I don’t understand people who “get ready for bed”.
I’m always ready for bed.
Been on 3 dates now with this girl who works in the zoo. I think she’s a keeper
[spelling bee]
Your word is ‘condescending’
“Can you use it in a sentence?”
Of course I can. Can YOU?
ME: what’s wrong girl?
LASSIE: *barking and pointing at baby that fell down a well*
ME: yes, babies ARE stupid
I just got a paper cut from a 108 yr old book so I’m sitting here waiting to turn into a vampire
I lost my camouflage wallet, so if you happen to see it, then it’s shitty camouflage and I don’t want it back
GHOST (rattling cupboards): OOo oooOooOoo
*family screams*
SECOND GHOST (screwing and unscrewing a lightbulb): what the hell are we doing Frank. they’re good people
My personal trainer and my marriage counselor have vastly differing opinions on how many “cheat days” I am allowed each month.
[Preparing for a heist]
Boss: Whoa! You brought in new guys? They aint gonna squeal are they?

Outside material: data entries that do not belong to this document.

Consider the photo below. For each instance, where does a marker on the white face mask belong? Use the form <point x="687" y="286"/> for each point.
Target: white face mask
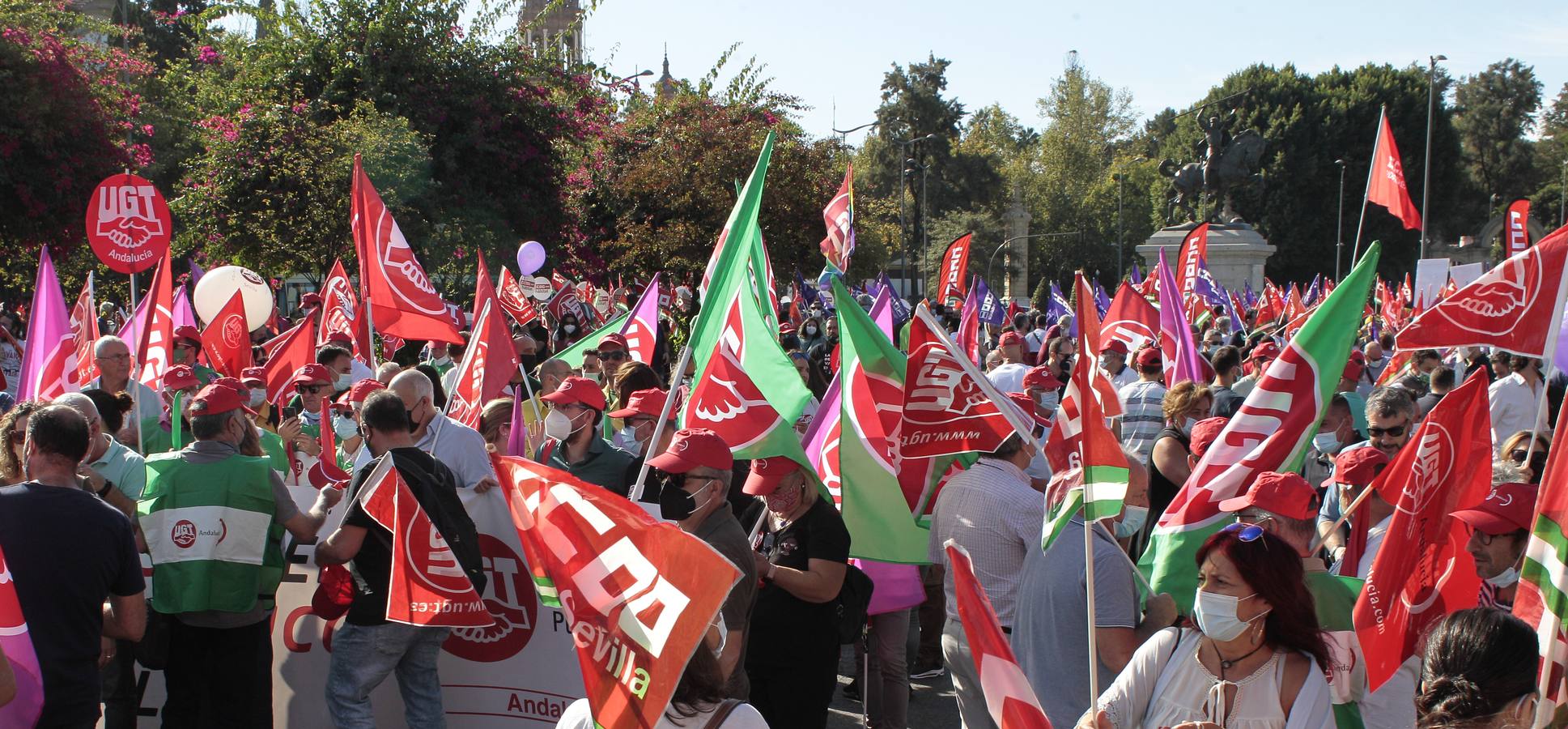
<point x="1216" y="615"/>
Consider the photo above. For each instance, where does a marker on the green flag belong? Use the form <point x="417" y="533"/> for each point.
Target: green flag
<point x="1270" y="432"/>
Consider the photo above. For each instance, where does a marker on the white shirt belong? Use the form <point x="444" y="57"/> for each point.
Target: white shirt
<point x="1009" y="377"/>
<point x="460" y="447"/>
<point x="1515" y="408"/>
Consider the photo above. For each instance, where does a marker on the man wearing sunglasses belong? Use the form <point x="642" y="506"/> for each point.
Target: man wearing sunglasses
<point x="1499" y="527"/>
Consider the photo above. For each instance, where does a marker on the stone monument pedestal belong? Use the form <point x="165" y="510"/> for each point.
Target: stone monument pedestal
<point x="1236" y="253"/>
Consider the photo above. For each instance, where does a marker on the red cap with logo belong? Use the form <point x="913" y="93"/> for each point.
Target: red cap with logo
<point x="217" y="399"/>
<point x="179" y="378"/>
<point x="580" y="390"/>
<point x="1285" y="494"/>
<point x="694" y="449"/>
<point x="649" y="402"/>
<point x="1511" y="507"/>
<point x="767" y="472"/>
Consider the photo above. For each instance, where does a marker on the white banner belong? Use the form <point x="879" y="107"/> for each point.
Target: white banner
<point x="520" y="673"/>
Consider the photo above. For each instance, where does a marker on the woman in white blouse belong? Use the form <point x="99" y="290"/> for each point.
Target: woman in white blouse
<point x="1255" y="660"/>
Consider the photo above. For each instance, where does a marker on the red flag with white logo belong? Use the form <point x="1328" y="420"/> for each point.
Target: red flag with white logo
<point x="637" y="595"/>
<point x="1515" y="306"/>
<point x="1421" y="571"/>
<point x="428" y="585"/>
<point x="1009" y="698"/>
<point x="400" y="296"/>
<point x="1387" y="177"/>
<point x="954" y="266"/>
<point x="227" y="339"/>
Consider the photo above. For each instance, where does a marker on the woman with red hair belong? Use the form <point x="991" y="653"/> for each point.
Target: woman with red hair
<point x="1253" y="662"/>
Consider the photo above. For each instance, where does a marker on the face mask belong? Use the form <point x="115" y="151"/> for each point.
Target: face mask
<point x="1216" y="615"/>
<point x="1131" y="522"/>
<point x="1504" y="579"/>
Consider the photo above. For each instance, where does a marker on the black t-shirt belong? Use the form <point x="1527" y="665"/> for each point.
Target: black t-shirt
<point x="788" y="631"/>
<point x="436" y="489"/>
<point x="68" y="552"/>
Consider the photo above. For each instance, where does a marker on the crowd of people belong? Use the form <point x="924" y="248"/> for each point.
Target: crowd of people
<point x="93" y="480"/>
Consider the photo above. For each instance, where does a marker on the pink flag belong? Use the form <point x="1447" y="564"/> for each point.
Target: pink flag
<point x="28" y="703"/>
<point x="642" y="326"/>
<point x="50" y="364"/>
<point x="1181" y="353"/>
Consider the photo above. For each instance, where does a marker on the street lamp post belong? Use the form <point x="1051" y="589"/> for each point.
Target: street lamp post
<point x="1340" y="220"/>
<point x="1426" y="167"/>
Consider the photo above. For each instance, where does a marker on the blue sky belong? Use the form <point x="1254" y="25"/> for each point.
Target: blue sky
<point x="835" y="53"/>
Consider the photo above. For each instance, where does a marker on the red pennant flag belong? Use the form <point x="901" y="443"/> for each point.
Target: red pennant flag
<point x="428" y="585"/>
<point x="227" y="339"/>
<point x="398" y="293"/>
<point x="637" y="595"/>
<point x="1009" y="698"/>
<point x="1387" y="177"/>
<point x="1515" y="306"/>
<point x="954" y="266"/>
<point x="1421" y="573"/>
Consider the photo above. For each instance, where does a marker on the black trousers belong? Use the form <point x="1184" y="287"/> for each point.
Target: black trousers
<point x="219" y="678"/>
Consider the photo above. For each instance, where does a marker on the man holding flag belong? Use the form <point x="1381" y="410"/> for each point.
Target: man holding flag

Me *with a gang of doves*: Naw man, they coo
“Alexa, take down the Christmas decorations.”
me *opening a box of Mac and Cheese*
wife [sitting in the hot tub] No
Mediocrites was not the greatest hero from Greek mythology, but nor was he the worst
Her: What are you wearing for New Year’s Eve?
Me: My nicest robe and whatever booze doesn’t make it into my mouth.
You realize a robot is telling you to pick out tree pictures to make sure you’re not a robot.
8 out of 24 Americans cannot reduce a fraction.